More importantly, cables operate across 400+ fragmented players requiring specialised distribution and technical expertise that cement sector relationships can't provide. Electrical contractors need product education and technical support, not just competitive pricing.

Tightening Grip
Rather than retreat in the face of looming competition, Polycab's first-quarter results read like a direct challenge to its new rivals. The company delivered what amounts to a defiant performance statement with revenue in April-June up 26% year-over-year to ₹59 billion, with the core cables business growing 31%. Consolidated net profit reached ₹6 billion as EBITDA surged 47%, EBITDA margins expanded 210 basis points to 14.5% even as competitive threats mounted—exactly when conventional wisdom suggested margins should compress.

Cables revenue hit ₹52 billion, up 31% on-year with domestic growth at 32%, demonstrating the company's grip on its home market remains unshaken. The fast moving electrical goods, or FMEG, division delivered its second consecutive profitable quarter while solar products doubled to become Polycab's largest category in that segment, showcasing successful diversification precisely when competitors are entering core markets.
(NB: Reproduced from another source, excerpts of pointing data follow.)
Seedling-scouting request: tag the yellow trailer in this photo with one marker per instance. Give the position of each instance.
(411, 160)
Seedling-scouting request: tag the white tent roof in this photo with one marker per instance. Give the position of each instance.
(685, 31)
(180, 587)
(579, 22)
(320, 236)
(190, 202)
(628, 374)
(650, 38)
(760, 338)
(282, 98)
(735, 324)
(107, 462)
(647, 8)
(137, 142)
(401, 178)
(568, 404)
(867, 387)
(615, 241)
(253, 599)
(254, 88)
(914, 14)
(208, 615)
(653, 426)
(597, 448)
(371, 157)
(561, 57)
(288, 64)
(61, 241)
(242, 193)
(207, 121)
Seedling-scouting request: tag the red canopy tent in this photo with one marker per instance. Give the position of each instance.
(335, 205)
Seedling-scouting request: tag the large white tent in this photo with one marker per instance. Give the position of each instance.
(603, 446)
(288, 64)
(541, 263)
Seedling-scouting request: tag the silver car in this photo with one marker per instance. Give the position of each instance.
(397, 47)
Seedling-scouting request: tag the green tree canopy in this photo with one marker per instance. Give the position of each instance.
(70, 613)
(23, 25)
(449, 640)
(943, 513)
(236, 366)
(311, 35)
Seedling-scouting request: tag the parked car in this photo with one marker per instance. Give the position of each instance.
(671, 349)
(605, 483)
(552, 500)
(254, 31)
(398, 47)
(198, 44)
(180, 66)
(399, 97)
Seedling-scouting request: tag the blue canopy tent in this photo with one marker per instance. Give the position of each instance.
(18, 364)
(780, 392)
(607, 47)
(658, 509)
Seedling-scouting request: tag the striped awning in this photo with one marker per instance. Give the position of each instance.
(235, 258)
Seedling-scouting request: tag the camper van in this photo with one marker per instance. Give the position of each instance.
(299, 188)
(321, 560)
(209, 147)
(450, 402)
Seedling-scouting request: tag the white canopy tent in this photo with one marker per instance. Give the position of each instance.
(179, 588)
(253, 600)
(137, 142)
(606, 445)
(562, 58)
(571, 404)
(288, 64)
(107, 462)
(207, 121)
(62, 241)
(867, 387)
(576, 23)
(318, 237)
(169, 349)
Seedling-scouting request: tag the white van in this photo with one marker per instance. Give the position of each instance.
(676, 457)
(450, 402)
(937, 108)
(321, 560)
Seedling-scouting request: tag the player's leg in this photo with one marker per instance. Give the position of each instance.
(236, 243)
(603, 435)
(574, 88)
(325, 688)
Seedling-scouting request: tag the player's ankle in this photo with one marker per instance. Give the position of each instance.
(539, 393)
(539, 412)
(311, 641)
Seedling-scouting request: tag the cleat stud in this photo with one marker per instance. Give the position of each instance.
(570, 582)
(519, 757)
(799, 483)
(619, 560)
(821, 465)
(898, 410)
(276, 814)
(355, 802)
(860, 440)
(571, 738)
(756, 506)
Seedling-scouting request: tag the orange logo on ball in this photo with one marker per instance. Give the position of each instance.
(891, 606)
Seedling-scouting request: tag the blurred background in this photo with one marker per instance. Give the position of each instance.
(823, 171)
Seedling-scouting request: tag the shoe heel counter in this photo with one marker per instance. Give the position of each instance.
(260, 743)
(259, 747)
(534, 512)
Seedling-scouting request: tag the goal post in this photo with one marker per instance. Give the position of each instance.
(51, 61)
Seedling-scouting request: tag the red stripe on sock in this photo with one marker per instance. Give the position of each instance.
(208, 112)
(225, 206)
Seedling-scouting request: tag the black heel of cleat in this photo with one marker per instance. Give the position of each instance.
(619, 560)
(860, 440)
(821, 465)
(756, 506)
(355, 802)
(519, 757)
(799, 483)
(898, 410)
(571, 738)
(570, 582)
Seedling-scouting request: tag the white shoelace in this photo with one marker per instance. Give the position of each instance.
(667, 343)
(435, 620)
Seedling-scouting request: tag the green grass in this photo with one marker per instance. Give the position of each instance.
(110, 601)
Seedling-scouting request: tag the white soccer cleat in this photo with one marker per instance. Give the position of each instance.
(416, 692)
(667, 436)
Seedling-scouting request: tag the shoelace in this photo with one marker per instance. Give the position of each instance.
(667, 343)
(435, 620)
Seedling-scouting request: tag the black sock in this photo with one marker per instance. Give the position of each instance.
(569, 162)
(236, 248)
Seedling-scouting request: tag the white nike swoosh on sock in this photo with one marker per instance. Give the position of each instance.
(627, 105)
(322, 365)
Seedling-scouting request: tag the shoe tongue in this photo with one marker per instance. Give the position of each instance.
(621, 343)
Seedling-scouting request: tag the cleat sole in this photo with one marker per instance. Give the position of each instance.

For a company supposedly facing imminent disruption, these metrics look less like defensive positioning and more like a market leader daring competitors to match its performance. Polycab appears to be using the competitive spotlight to demonstrate why displacing an entrenched incumbent requires more than deep pockets and good intentions.

Defensive Moats
Polycab's resilience reflects advantages Asian Paints never possessed. The company operates an integrated electrical ecosystem, cross-selling switches, lighting, fans, and solar equipment alongside cables. This creates switching costs and multiple revenue streams from single customer relationships.

The integration strategy is accelerating at an opportune moment. Solar revenue doubled as India targets 500 GW renewable capacity by 2030. Manufacturing synergies mean quality copper processing serves both cable and motor applications while certifications transfer across product lines.

The cable market's projected growth from $10 billion to $17 billion by 2032 also changes competitive dynamics. When markets double, established leaders can grow alongside new entrants rather than surrender share in zero-sum battles.

None of this means Polycab faces no competitive threat. UltraTech brings substantial resources and construction industry relationships. Pricing pressure will intensify, and some margin compression seems inevitable as new capacity comes online.

But the structural differences matter. Cable industry fragmentation favours technical expertise over financial firepower. Unlike paint's oligopolistic vulnerability, cables reward specialisation and integrated offerings.

The paint industry taught investors to fear conglomerate entry. The cable industry may teach them that market structure and defensive positioning matter more than balance sheet size. Polycab's post-announcement performance suggests the disruption playbook that worked in paints may not translate to cables. At least not yet.